European Union plans to radically reshape derivatives and share trading lack clarity and fail to understand how banks operate, top trading firms said on Thursday.

The EU's executive, the European Commission, on Wednesday unveiled a draft law to update its securities rules, known as the Markets in Financial Instruments Directive (MiFID).

The draft includes a new category of platform, known as an organized trading facility (OTFs), and is designed to shine a light on the murky world of dark pools, also known as systematic internalizers, the private and anonymous trading venues owned by banks, and clarify how banks use client trades.

The regulators are creating a new category of OTF to split client business from prop (proprietary trading) business, but this is a grey area, said Simmy Grewal, an analyst at research house Aite Group.

If the bank is using its own capital to facilitate a client trade, can the resulting position be traded against another client? said Grewal.

The rules follow a pledge by world leaders that all standardized derivatives contracts currently traded between banks in the over-the-counter (OTC) or off-exchange markets should be traded electronically, where possible.

The aim is to make trading in the $600 trillion OTC derivatives markets safer and more transparent so that regulators can keep tabs on traders.

I want to put an end to the OTC and opacity, apart from some very specific and limited waivers, the draft law's author, EU Internal Market Commissioner Michel Barnier, told a news conference on Thursday.


Large brokers, such as Citi, Deutsche (DBKGn.DE), Morgan Stanley (MS.N) and UBS (UBSN.VX), look to match orders -- both their own and those of their clients -- privately in dark pools to avoid the added cost of using exchanges.

They argue that separating client orders from the broker's own proprietary flow makes no sense because many client orders are facilitated, or partly funded, by their brokers, so there cannot be a clear distinction.

The distinction between the OTFs and systematic internalizes, which effectively separates customers' orders from principal flow, is largely artificial, said Jack Vensel, the global head of wholesale services at Citigroup (C.N).

Broker trade body the Association for Financial Markets in Europe has called for a clear definition of OTFs that respects the differences and choice between trading venues.

The new rules are strict. Only ad hoc trading in shares, bonds and non-standardized derivatives will continue to be allowed to take place off a platform, the Commission said.

New global bank capital requirements rules being thrashed out by the Basel Committee will also make it punitive for banks to trade bilaterally and avoid using platforms like OTFs.


Banks won't know the exact impact of OTFs until the Paris-based European Securities and Markets Authority (ESMA) finalizes measures to implement the new law, which may take one to two years.

The full transparency details have been delegated to ESMA, and we don't know what the precise definitions will be, said Andrew Bowley, head of electronic trading product management at Nomura (8604.T).

Industry officials say that without broad waivers it would be difficult to continue with bloc trades, for example.
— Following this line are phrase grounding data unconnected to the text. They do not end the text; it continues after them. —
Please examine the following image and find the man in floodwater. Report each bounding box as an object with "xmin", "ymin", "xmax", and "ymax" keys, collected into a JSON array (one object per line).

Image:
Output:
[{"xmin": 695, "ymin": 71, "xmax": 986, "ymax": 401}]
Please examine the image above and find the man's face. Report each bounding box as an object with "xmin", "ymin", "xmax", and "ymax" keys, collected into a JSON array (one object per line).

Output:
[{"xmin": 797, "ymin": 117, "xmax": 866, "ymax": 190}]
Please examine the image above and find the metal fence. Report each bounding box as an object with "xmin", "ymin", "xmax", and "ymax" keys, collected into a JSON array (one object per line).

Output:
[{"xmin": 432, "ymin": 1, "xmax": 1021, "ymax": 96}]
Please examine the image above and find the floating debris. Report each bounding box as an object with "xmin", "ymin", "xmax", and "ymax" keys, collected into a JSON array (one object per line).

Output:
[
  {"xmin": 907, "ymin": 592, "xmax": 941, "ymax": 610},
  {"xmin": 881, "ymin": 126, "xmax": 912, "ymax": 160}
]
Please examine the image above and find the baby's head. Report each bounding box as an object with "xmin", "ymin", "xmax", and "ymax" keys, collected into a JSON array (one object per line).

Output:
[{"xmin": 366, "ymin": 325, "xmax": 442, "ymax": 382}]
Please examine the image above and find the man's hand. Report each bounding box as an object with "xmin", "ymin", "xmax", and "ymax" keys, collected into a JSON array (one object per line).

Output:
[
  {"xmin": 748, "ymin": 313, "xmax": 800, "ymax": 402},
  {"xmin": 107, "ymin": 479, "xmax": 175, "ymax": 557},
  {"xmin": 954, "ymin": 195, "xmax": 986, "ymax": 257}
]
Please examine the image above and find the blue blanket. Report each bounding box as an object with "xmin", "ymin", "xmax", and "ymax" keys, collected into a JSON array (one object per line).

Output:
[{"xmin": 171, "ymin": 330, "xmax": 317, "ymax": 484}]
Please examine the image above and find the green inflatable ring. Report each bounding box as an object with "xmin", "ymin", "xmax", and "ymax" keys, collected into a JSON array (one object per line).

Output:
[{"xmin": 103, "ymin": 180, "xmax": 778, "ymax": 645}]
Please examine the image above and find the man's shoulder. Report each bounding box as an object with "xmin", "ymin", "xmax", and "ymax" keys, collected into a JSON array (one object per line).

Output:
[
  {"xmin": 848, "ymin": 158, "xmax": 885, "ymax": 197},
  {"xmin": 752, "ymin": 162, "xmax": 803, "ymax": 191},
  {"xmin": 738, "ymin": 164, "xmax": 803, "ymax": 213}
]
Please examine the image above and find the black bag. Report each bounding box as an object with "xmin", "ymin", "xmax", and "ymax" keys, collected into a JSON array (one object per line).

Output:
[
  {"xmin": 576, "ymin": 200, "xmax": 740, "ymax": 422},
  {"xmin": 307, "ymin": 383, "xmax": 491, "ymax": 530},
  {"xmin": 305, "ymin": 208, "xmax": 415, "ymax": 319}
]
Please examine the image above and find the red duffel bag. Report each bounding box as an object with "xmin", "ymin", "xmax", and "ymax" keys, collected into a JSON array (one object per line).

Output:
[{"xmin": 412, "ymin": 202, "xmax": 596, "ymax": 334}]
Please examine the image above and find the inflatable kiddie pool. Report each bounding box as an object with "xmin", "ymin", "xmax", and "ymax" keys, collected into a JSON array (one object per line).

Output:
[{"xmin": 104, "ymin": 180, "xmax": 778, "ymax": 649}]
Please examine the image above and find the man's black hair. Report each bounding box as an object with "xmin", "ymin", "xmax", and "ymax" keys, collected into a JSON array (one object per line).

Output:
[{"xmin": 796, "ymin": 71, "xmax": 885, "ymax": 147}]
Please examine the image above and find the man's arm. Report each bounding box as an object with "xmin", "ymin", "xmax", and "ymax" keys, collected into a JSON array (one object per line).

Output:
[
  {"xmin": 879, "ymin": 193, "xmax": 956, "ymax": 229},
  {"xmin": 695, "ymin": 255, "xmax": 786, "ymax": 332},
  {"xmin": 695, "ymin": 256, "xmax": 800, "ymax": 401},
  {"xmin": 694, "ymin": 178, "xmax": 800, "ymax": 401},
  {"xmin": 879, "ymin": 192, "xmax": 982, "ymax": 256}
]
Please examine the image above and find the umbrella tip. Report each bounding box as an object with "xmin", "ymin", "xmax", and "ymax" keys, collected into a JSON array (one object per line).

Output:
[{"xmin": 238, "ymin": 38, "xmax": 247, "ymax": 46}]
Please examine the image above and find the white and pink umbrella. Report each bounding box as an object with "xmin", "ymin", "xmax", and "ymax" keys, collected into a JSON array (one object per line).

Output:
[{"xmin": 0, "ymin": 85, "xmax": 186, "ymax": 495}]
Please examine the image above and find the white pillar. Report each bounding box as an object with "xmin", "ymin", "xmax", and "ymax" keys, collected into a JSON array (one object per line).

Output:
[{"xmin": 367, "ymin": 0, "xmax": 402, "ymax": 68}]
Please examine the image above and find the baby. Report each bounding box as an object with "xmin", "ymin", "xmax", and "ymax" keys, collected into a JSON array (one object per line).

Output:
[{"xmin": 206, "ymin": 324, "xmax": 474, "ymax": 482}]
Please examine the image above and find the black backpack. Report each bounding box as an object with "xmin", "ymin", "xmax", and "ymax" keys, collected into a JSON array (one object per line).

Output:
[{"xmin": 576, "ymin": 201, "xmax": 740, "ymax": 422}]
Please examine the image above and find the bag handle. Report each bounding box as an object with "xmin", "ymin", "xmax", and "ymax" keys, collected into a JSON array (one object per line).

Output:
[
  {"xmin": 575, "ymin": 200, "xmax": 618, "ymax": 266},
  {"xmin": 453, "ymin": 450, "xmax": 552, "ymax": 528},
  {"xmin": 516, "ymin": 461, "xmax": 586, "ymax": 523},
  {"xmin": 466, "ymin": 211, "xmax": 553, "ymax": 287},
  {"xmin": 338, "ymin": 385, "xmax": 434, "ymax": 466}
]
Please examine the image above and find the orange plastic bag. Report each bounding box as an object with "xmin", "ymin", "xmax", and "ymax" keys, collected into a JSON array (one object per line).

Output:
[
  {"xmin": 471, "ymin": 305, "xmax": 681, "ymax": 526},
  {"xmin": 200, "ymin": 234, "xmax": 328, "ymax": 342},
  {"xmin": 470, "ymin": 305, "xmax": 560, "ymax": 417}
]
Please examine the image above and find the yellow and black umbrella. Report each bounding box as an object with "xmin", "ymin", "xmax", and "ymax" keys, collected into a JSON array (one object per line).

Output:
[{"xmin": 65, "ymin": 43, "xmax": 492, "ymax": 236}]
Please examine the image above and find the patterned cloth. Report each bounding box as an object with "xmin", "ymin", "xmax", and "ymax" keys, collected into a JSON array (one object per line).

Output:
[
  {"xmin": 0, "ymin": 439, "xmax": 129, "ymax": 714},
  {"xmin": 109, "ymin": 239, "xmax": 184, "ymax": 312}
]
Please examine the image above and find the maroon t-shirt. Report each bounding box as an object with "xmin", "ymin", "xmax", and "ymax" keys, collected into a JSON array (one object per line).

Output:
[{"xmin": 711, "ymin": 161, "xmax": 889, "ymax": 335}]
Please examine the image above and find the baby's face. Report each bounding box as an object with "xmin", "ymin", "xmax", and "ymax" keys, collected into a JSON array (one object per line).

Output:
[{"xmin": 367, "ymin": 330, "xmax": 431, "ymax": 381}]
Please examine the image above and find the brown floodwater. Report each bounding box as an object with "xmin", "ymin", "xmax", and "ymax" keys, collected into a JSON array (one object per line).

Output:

ESMA will decide waivers by majority voting, making it impossible for Britain, the EU's biggest derivatives trading center, to wield a veto.

I want to ensure the waivers they benefit from are proportionate, justified and limited, Barnier said.

UK-based industry officials say ESMA will end up effectively controlling the wholesale market in Britain.

The United States has also approved a law to introduce swap execution facilities or SEFs for trading OTC derivatives. Like these venues, OTFs will also have to include third party liquidity, and stop being just a platform for bilateral trades.

Brokers want to be able to say who should be allowed to trade on an OTF. But exchanges argue there should be no discrimination, and they should be treated like bourses.